Garry Kasparov ‏@Kasparov63  on Twitter: "All the major opposition news websites were just wiped off the interet in Russia. No court order, simply blocked. Welcome to China."

John Harris in the Guardian: "Can you imagine what would have happened if Twitter was around when John Lennon was shot? What great blizzards of nonsense will eventually mark the deaths of Bob Dylan, Bill Clinton, John Major or David Bowie? And might it be the mark of true greatness to breathe your last and somehow escape all this, remaining as controversial in death as in life? That certainly applied to Margaret Thatcher. It will also surely be true of Arthur Scargill. And, come to think of it, Tony Blair."




Alison Hastings, Chair of the BBC Trust's Editorial Standards Committee, on John Sweeney's undercover Panorama programme on North Korea: "Discovering stories in difficult or dangerous places is one of the BBC's greatest strengths. There was a real public interest in making this programme in North Korea but, in the Trust's view, the BBC failed to ensure that all the young adults Panorama travelled with were sufficiently aware of any potential risks to enable them to give informed consent. This was a serious failing, and the BBC is right to apologise to the complainants."



Vincent Peyrègne,WAN-IFRA CEO, on the organisation's press freedom report on the UK: “The lack of any real guarantees enshrining press freedom continues to expose journalism in the United Kingdom to great uncertainty, as there is nothing benign in a system that invites even the possibility of tighter restrictions on freedom of expression.”
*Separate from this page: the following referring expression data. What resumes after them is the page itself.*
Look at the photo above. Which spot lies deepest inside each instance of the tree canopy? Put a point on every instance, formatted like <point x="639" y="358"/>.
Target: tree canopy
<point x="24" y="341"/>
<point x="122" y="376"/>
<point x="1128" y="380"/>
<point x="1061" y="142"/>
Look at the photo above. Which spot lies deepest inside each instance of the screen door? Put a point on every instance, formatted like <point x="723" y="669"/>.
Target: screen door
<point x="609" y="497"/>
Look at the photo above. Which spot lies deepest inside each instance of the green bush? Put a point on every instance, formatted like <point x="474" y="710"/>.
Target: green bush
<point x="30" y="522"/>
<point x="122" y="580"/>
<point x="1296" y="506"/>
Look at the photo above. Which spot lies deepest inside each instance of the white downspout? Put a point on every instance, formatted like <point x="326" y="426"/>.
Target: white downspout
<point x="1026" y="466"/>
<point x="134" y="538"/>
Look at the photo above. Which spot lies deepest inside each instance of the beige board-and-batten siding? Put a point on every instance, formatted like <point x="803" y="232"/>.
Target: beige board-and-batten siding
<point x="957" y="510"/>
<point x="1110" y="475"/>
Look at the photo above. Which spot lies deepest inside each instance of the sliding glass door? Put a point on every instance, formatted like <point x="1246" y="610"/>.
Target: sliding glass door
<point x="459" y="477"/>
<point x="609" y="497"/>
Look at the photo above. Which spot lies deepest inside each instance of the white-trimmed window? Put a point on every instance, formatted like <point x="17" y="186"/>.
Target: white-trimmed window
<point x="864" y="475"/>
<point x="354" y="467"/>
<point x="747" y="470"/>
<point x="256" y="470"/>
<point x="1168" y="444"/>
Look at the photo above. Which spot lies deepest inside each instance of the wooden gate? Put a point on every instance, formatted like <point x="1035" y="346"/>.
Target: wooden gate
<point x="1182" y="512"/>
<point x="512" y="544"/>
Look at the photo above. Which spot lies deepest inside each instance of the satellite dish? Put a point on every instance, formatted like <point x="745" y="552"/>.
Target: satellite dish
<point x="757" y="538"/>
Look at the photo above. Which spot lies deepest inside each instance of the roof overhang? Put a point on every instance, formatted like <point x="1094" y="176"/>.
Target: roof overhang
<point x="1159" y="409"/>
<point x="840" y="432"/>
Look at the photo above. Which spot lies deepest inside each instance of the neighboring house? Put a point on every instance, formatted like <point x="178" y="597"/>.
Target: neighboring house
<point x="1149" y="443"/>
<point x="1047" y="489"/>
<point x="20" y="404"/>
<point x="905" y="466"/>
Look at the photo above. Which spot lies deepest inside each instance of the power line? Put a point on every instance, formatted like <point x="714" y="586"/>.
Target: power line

Joan Smith in the Guardian on the coverage by UK newspapers of the death of L'Wren Scott: "Several of them actually boasted about the fact they had obtained photographs of Jagger as he was told of L'Wren Scott's death. The Daily Mail's front page showed Jagger, his mouth set in a rictus of grief, alongside a headline declaring: "Moment Mick heard L'Wren was dead". What looked like the same picture appeared on the front page of the Daily Mirror ("The moment Jagger heard girlfriend of 13 years had hanged herself") and the Daily Star ("Moment Jagger was told of lover's suicide"). Whether this was the precise moment that Jagger heard the news or a short time afterwards, as seems more likely, hardly matters. It's as if the intense public debate about media ethics over the last three years never happened. Fourteen months after the Leveson report accused sections of the press of wreaking "havoc" with people's lives, some editors are behaving with the same callous disregard for grief which was highlighted during the inquiry."